Zimbardo opisał całe wydarzenie w książce „Efekt Lucyfera”. Kontynuatorzy badań amerykańskiego uczonego dowodzą, że przemiana zrównoważonych i z natury dobrych osób w katów dokonuje się często w środowisku konfliktów religijnych. W sytuacji prześladowań Jezus wymaga postawy ekstremalnej – dawania świadectwa: „Będzie to dla was sposobność do składania świadectwa. Postanówcie sobie w sercu nie obmyślać naprzód swej obrony. Ja bowiem dam wam wymowę i mądrość, której żaden z waszych prześladowców nie będzie mógł się oprzeć ani się sprzeciwić” (Łk 21,13-14).
A przecież w języku Ewangelii – języku greckim słowo świadek (martys) oznacza także męczennika…
Męczeństwo – szczyt zaufania
Każda z wojen w dziejach ludzkości była i jest wybuchem niekontrolowanej nienawiści. Ten, kto jest silny i ma władzę, niszczy tego, kto jest słaby i od niego zależny. Dla ludzi wierzących każda wojna jest ogniową próbą chrześcijaństwa i zawierzenia Bogu. Paradoks polega na tym, że ten, kto tę ekstremalną próbę przetrzymał i Boga się nie wyrzekł, często, na drodze męczeństwa, zdobywał niebo.
Wojna domowa w Hiszpanii, przez niektórych historyków nazywana preludium do drugiej wojny światowej, pochłonęła prawie czterysta tysięcy ofiar (wg amerykańskiego historyka Gabriela Jacksona). Wśród nich znalazła się grupa 522 męczenników, których beatyfikowano w katalońskiej Tarragonie. To ważne, aby przypominać dokąd prowadzi nienawiść i w jaki sposób stawia czoła jej bezwzględności prawdziwy uczeń Jezusa. Papież Franciszek w słowach komentujących to wydarzenie mówił, że „męczennicy przyczyniają się do tego, abyśmy byli chrześcijanami konkretnymi, a nie tylko malowanymi, chrześcijanami czynów, a nie słów. Męczennicy to chrześcijanie zdobyci przez Chrystusa, uczniowie, którzy dobrze poznali sens tego „umiłowania aż do końca”, które doprowadziło Jezusa na krzyż. Nie istnieje bowiem miłość na raty, miłość w kawałkach, jest ona całkowita i gdy się kocha, kocha się aż do skrajności. Chrystus wyprzedza nas w miłości, a męczennicy naśladowali Go w miłości aż do końca”.

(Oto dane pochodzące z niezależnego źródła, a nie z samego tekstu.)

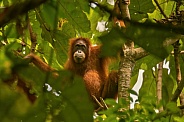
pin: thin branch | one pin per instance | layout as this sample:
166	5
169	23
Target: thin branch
159	7
159	85
179	80
139	53
32	36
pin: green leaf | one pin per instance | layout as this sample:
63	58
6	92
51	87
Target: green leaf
74	12
146	36
139	9
172	107
75	99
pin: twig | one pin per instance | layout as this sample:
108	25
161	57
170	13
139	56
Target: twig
32	36
178	73
97	101
159	7
159	85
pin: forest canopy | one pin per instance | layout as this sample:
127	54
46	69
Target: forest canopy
141	35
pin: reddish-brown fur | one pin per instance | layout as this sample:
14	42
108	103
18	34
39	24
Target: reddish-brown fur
94	71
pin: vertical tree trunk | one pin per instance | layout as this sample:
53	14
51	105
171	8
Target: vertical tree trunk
159	84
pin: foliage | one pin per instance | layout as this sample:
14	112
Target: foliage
65	98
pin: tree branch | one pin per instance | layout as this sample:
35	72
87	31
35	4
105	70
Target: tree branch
159	85
159	7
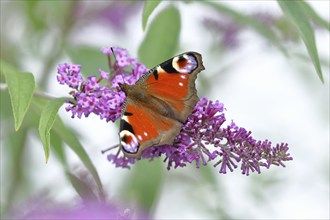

A Chrystus? Przepowiedział tę eskalację nienawiści. Doświadczył jej i miał świadomość, że dosięgnie także jego uczniów. Ze smutkiem uprzedzał, że wydać w ręce wrogów mogą nawet rodzice, bracia, przyjaciele i krewni. Bez skrupułów i bez miłosierdzia. Jednak prosił, aby się nie poddawać w godzinie takiej próby. I „przez wytrwałość ocalić życie” (Łk 21,19).